All my attention was focused on my discomfort when it should have been on the task at hand, a proper exit from the aircraft and the rest of the jump. We were conducting a night jump into an unknown drop zone, meaning we hadn’t been there before. I’d studied it on the map—an intersection of two dirt roads near the base of a mountain—but I wouldn’t get eyes on it until I was under canopy and looking through my night vision goggles. All I had to do was exit the plane; after a several-second delay, open my chute; and fall into line behind the lead jumper; and, if all went well, we would all land together. We all had the landing zone programmed into the GPS on our wrists in case we weren’t able to link up with the lead jumper, but that was usually an unused contingency plan.

It was the lead jumper’s job to guide the entire stack to the ground safely.

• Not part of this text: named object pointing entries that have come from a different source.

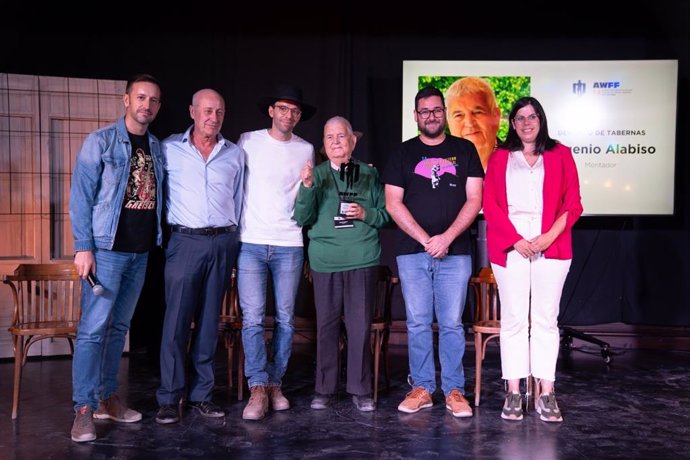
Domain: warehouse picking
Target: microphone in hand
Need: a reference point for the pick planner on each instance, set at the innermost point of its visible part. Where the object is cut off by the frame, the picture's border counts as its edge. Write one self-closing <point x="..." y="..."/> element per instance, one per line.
<point x="96" y="286"/>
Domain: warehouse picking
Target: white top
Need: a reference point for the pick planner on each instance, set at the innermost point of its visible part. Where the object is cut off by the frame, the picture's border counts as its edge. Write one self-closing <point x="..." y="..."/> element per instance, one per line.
<point x="272" y="180"/>
<point x="524" y="187"/>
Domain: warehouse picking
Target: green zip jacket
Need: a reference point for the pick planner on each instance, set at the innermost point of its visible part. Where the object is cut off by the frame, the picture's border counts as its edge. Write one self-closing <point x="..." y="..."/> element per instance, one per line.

When you are flying collapsible canopies in the middle of the night sky with more than twenty other SEALs, this is easier said than done. Since parachutes aren’t rigid like the wing of a hang glider or an airplane, if two parachutes collide with each other, the chutes collapse or wrap around each other, causing you to fall to your death.

I scanned the cabin, looking at my teammates, who were just shadows in the red glow of the lights by the ramp. Most of the guys just sat there silently, occasionally shifting the
weight on their laps. It was impossible to see faces or expressions, but no one looked like I felt, which was nervous.

I fiddled with my oxygen tank and repositioned my rifle for the third time. I was so wrapped up in my own suckfest, the whoosh of air as the ramp slowly opened startled me. The jumpmaster gave the signal for “Ramp” and then “Stand up.” My teammates, like old men under all the gear, slowly got to their feet and shuffled toward the ramp.

The wind was deafening. We huddled near the edge and waited for the green light to jump. For a second, it dawned on me that I was inside one of the movies that I’d watched growing up. It was surreal, as I looked over my brothers lined up in front of me. I’d worked my ass off to be here.

Had I really made it?

The stars bobbed up and down as the plane settled into its cruising altitude. At this altitude, the black sky was littered so densely with stars it was hard to tell them apart. Beneath us, the clouds slipped by, occasionally breaking open, revealing the black desert below. It was so dark that it was hard to tell the difference between the lights from buildings on the ground and the stars shining in the night sky. I looked at the green numbers on my altimeter.